Further, the Indonesian government is in talks over the possibility of offering a new production base to US-controlled pharma firms that wish to move factories out of China, according to Coordinating Maritime Affairs and Investment Minister Luhut Pandjaitan.

Already, media reports in mid-May revealed that state-owned Kawasan Industri Wijayakusuma industrial park, in Central Java, was preparing to house a US pharma firm planning to relocate from China. The project was reported to be in regional spatial planning stages.

However, the country’s red tape problem could dissuade such investment. Indonesian Pharmaceutical Association chairman, Tirto Koesnandi, stated that an unsupportive regulatory framework and high wages could deter investors from setting up operations in the country.

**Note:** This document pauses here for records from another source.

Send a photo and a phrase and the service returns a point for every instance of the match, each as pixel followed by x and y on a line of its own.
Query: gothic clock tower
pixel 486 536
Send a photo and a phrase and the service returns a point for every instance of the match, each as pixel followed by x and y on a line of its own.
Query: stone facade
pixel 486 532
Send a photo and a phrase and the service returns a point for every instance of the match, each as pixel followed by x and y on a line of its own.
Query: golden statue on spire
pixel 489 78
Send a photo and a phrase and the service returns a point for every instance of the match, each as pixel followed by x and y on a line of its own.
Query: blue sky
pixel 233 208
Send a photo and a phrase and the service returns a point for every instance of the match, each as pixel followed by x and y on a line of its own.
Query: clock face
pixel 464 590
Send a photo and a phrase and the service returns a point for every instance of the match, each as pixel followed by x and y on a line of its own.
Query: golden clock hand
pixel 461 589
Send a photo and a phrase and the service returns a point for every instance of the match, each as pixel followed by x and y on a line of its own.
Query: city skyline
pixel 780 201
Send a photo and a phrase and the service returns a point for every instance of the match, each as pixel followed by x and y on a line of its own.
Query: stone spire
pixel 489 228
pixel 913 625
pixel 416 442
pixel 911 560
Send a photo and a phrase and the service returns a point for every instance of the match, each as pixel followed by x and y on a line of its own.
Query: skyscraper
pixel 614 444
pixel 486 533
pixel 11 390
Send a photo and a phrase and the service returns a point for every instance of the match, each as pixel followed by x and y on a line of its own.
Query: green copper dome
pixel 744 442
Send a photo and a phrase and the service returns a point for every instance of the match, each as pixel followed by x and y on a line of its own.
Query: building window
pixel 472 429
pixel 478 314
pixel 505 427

Moreover, Fitch noted that Indonesia’s regulatory environment will remain highly challenging for drugmakers. The Pharmaceutical Research and Manufacturers of America (PhRMA) and its member companies highlighted in a report some concerns with the country’s discriminatory intellectual property regime and forced localisation requirement.

In addition, Indonesia ranked 73rd on the World Bank's Ease of Doing Business Index in October 2019. This could also discourage investors, as neighbouring Malaysia and Thailand fared better in 12th and 21st position, respectively.